Need to extract multiline data from mulitpage PDF to the populate excel sheet

LeahLevin · July 3, 2025, 9:20am

Describe the problem/error/question

Hi all, I am a total beginner and enjoying this glad to meet you all.
My current issue - I receive multipage PDF invoices via email and each page has mulitple lines of data I need to extract and then populate into an excel spreadsheet. I have built my first workflow in n8n and it has successfully extracted data from a PDF in my email but it only extracted 1 line entry from the multipage doc. I am glad it populated the excel sheet but it is not complete as I needed all the data from the PDF not just 1 line entry.

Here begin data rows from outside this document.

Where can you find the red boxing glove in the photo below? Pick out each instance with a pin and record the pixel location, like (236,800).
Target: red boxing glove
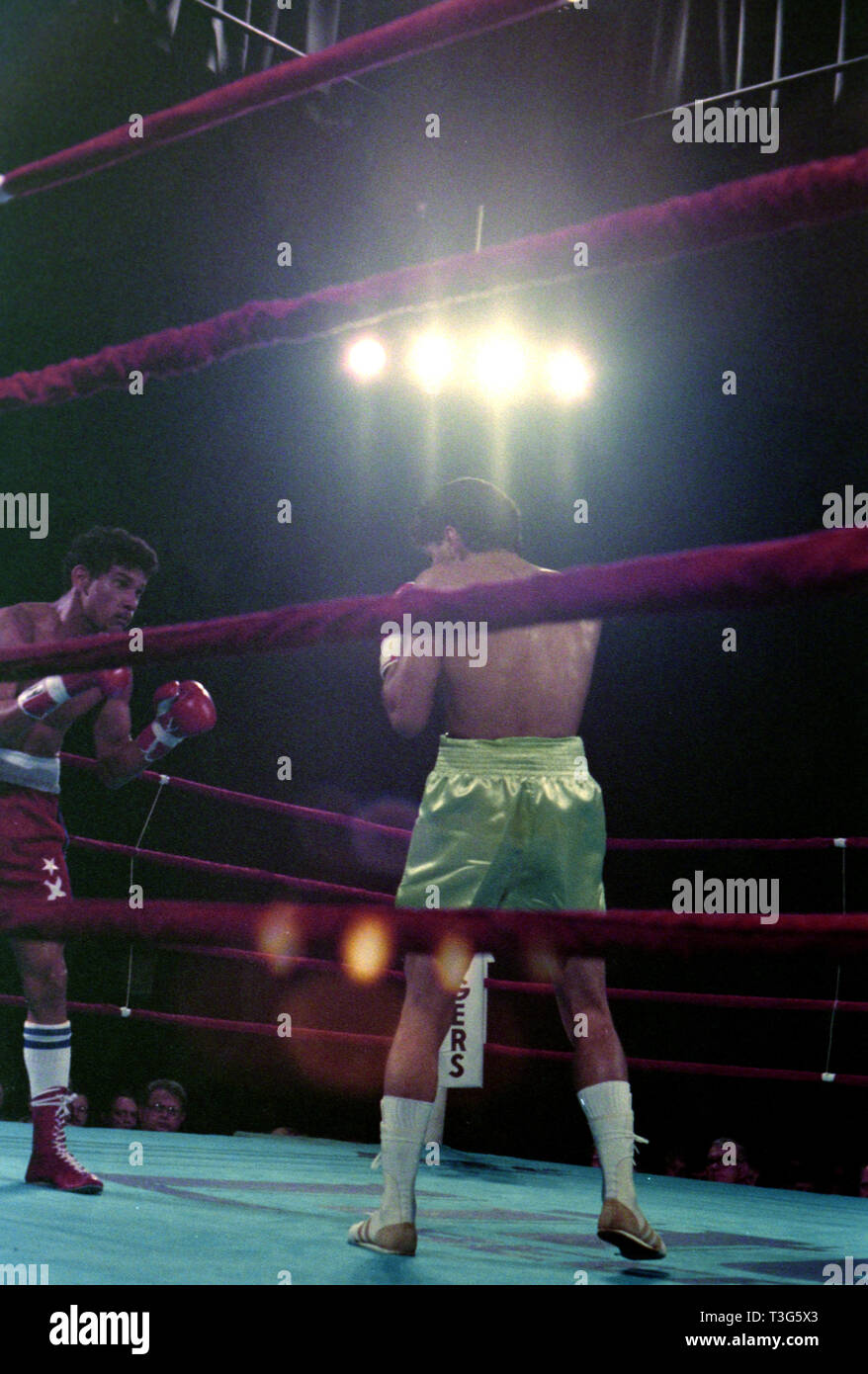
(44,697)
(183,711)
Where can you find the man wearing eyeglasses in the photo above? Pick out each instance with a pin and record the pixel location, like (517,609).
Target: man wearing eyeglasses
(165,1106)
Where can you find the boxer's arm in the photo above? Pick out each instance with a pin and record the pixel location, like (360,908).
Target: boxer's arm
(15,633)
(408,694)
(120,760)
(409,683)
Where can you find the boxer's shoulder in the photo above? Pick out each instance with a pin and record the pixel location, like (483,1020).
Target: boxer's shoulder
(29,621)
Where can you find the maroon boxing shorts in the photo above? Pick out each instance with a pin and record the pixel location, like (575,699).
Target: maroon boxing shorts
(32,844)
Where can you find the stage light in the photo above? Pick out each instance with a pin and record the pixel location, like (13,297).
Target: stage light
(568,376)
(500,366)
(366,359)
(430,362)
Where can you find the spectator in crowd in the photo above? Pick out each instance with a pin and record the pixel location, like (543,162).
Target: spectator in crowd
(78,1109)
(123,1112)
(674,1164)
(727,1162)
(164,1106)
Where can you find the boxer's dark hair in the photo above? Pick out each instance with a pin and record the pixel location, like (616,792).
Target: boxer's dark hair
(102,549)
(480,513)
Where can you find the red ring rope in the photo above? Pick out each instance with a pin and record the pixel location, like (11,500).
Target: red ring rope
(702,578)
(514,1052)
(730,214)
(430,28)
(226,870)
(334,817)
(493,930)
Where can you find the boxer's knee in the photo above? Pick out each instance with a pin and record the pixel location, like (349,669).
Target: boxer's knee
(426,993)
(43,977)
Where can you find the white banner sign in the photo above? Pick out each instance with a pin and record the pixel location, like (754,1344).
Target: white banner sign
(461,1054)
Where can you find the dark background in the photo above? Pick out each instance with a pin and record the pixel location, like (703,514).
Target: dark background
(684,739)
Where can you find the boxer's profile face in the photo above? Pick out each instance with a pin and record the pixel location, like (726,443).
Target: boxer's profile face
(448,549)
(110,599)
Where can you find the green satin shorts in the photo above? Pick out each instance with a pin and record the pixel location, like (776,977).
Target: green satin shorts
(510,823)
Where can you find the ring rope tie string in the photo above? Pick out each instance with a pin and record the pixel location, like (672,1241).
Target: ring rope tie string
(827,1074)
(164,779)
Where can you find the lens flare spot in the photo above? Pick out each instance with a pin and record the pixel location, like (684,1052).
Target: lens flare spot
(366,950)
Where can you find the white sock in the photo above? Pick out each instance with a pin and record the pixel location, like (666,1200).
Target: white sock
(610,1116)
(402,1128)
(46,1056)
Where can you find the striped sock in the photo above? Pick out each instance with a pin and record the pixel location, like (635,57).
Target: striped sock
(46,1056)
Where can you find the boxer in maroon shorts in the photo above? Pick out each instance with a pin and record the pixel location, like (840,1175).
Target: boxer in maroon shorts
(109,570)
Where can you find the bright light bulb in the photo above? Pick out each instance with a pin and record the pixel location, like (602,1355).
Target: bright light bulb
(430,362)
(568,376)
(366,359)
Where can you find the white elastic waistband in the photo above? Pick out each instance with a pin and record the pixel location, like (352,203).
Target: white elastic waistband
(29,771)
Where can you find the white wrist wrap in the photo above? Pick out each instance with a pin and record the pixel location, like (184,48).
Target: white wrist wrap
(391,651)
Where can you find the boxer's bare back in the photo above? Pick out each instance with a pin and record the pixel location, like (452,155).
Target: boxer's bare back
(533,683)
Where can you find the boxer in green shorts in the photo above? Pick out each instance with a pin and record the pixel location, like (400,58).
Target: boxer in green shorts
(510,823)
(510,817)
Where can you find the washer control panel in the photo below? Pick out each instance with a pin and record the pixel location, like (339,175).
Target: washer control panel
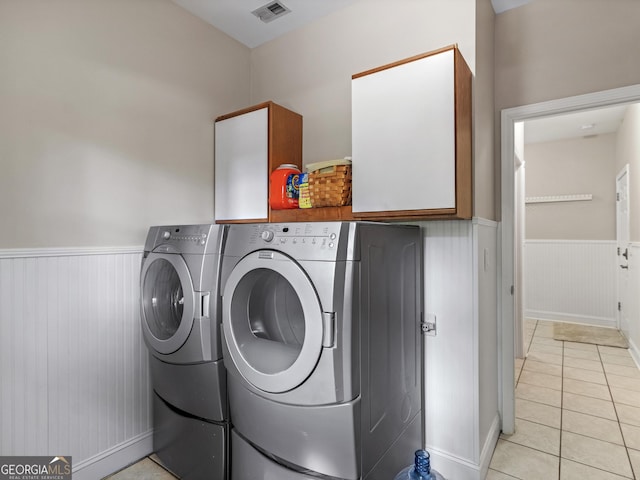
(300,240)
(196,239)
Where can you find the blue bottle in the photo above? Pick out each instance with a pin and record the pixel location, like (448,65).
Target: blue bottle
(420,470)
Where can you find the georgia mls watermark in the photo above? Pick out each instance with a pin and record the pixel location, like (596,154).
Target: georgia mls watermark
(35,468)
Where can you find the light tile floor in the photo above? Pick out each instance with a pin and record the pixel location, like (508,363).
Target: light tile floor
(577,416)
(149,468)
(577,413)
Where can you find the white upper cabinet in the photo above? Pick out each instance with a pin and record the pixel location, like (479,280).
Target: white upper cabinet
(411,138)
(249,145)
(241,168)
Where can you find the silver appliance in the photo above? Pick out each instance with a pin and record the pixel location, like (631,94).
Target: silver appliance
(322,344)
(180,313)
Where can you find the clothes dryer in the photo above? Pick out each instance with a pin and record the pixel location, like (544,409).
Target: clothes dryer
(321,328)
(180,313)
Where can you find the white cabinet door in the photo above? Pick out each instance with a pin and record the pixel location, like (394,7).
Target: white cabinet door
(241,167)
(404,136)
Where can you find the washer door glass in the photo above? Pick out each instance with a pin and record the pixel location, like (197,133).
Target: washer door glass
(167,302)
(272,321)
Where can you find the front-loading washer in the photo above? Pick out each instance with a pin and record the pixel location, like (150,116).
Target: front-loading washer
(180,318)
(322,344)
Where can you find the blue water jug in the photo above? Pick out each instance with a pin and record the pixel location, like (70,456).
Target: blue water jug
(420,470)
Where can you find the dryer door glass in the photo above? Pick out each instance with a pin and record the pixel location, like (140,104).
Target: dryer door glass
(163,299)
(168,303)
(272,322)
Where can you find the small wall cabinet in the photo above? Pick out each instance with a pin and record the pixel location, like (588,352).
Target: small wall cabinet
(249,145)
(411,138)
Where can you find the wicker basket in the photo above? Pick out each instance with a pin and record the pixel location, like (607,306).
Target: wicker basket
(331,186)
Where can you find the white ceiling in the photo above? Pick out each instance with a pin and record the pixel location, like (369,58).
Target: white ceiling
(234,17)
(574,125)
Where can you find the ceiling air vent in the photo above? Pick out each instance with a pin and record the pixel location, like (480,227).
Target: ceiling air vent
(269,12)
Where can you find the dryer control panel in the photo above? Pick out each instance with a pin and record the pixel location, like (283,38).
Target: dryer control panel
(197,239)
(303,241)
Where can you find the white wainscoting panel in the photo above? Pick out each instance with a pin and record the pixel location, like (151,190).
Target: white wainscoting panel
(633,307)
(571,280)
(461,369)
(73,364)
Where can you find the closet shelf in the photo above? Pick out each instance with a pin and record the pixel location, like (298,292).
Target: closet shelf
(559,198)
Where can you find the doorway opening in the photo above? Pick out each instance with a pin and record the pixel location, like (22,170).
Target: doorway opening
(511,231)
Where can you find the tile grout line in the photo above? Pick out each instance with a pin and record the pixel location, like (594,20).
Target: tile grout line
(615,409)
(561,414)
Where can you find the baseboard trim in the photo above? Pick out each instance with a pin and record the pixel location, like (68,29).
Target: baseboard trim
(115,458)
(489,446)
(458,468)
(66,252)
(634,351)
(570,318)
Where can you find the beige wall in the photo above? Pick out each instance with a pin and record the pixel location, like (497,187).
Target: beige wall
(570,167)
(628,152)
(106,118)
(551,49)
(484,161)
(310,69)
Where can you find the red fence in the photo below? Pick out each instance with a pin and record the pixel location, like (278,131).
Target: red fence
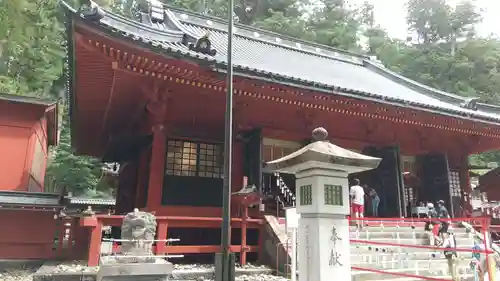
(405,253)
(95,224)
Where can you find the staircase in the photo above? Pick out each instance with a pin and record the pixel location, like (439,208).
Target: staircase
(402,260)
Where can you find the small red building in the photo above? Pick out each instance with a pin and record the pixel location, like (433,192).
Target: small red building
(28,126)
(150,94)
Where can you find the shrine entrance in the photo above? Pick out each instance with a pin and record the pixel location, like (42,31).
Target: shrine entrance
(387,181)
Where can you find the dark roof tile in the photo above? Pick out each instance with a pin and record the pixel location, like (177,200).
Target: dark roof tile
(278,58)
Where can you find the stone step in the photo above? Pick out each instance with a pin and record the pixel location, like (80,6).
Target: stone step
(410,241)
(391,229)
(389,257)
(464,277)
(401,234)
(394,262)
(433,273)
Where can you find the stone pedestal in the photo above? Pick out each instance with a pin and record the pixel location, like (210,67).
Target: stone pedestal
(322,191)
(114,270)
(136,262)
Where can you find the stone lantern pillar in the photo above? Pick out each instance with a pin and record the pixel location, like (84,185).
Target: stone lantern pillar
(322,191)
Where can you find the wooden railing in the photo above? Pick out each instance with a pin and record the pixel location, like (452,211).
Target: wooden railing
(275,188)
(97,222)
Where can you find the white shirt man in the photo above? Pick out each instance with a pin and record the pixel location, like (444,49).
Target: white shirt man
(357,194)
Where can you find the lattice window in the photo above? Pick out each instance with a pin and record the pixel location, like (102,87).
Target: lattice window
(306,195)
(185,158)
(455,188)
(333,195)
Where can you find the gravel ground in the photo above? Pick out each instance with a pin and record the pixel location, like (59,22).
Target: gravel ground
(26,273)
(18,274)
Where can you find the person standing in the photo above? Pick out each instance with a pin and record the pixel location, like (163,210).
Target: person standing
(357,195)
(477,263)
(432,225)
(443,214)
(450,253)
(375,201)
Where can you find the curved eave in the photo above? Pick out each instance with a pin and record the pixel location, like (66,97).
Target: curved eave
(454,100)
(180,51)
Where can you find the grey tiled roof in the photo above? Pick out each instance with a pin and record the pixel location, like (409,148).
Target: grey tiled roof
(91,201)
(277,58)
(29,199)
(26,99)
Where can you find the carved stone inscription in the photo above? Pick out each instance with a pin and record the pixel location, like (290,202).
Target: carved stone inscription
(334,260)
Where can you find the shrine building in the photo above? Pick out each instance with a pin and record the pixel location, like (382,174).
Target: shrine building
(149,93)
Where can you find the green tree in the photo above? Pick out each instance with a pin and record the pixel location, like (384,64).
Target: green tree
(335,24)
(79,174)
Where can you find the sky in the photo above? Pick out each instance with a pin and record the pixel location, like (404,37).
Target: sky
(391,15)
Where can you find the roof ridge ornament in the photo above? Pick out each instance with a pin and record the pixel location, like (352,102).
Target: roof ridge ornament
(470,103)
(320,134)
(203,45)
(90,10)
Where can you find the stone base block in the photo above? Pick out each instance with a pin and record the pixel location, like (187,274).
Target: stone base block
(112,271)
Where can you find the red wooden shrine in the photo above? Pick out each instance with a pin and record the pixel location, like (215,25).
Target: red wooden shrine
(150,94)
(28,126)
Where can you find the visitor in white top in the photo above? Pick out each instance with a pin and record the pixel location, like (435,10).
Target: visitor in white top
(357,194)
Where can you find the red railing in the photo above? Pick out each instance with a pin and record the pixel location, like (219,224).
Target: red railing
(478,223)
(96,223)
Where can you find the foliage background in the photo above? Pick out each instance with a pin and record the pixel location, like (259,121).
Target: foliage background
(443,51)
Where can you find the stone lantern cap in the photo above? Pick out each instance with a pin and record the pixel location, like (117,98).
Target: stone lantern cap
(324,154)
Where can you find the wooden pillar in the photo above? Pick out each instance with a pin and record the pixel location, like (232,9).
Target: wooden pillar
(95,244)
(157,168)
(141,178)
(244,226)
(466,188)
(260,242)
(161,234)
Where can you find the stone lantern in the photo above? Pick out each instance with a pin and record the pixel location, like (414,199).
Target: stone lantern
(322,191)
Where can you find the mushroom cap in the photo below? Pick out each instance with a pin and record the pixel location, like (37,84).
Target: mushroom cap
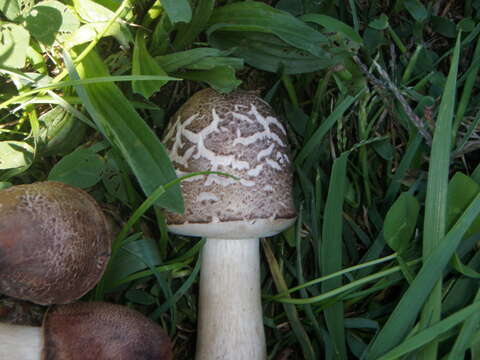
(102,331)
(54,242)
(238,134)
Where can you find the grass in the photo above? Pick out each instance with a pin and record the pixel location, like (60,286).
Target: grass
(380,101)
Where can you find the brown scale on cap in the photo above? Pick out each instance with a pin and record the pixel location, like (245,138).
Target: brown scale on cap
(54,242)
(101,331)
(238,134)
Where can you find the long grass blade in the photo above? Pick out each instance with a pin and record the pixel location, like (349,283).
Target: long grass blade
(436,202)
(403,317)
(332,251)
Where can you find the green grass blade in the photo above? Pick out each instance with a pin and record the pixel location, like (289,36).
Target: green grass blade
(318,135)
(290,309)
(436,202)
(425,337)
(403,317)
(125,129)
(463,341)
(332,251)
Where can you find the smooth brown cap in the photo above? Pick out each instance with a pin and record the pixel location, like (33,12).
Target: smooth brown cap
(102,331)
(239,134)
(54,242)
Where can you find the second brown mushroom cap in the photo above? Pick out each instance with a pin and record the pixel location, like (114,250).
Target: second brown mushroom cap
(54,242)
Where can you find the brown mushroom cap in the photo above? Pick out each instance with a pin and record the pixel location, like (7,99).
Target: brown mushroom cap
(239,134)
(102,331)
(54,242)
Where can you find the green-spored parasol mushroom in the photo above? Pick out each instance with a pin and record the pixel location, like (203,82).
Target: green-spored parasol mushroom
(87,331)
(54,242)
(238,134)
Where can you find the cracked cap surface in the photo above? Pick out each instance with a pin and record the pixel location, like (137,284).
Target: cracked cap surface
(238,134)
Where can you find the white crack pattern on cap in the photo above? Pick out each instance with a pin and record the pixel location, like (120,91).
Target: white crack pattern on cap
(248,142)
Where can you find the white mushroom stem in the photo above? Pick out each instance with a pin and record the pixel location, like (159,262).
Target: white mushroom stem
(230,322)
(20,342)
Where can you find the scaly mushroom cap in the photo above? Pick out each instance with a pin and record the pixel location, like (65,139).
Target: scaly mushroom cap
(102,331)
(54,242)
(238,134)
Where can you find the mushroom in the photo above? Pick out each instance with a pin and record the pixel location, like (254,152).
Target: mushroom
(238,134)
(54,242)
(87,331)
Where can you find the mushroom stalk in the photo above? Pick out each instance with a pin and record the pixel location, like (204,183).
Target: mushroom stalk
(230,319)
(20,342)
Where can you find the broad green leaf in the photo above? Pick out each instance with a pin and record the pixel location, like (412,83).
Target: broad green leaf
(332,24)
(252,16)
(210,63)
(178,10)
(10,8)
(129,261)
(416,9)
(43,23)
(267,52)
(60,133)
(400,222)
(144,64)
(380,23)
(14,40)
(97,18)
(187,33)
(89,32)
(182,59)
(126,130)
(92,12)
(221,78)
(82,168)
(70,21)
(47,18)
(114,179)
(15,154)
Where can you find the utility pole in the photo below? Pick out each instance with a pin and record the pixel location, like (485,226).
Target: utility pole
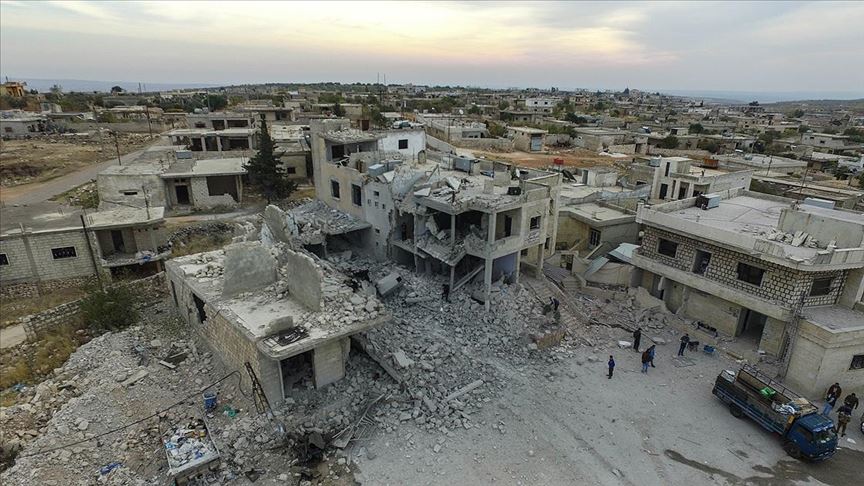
(117,146)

Any help for a beginner? Much appreciated!! Leah

What is the error message (if any)?

Please share your workflow

current workflow
Microsoft Outlook trigger
Microsoft outlook get attachment
Code
Microsoft outlook download attachment
Extract from file
Information extractor with an Open Ai node attached
MS excel append worksheet

(Select the nodes on your canvas and use the keyboard shortcuts CMD+C/CTRL+C and CMD+V/CTRL+V to copy and paste the workflow.)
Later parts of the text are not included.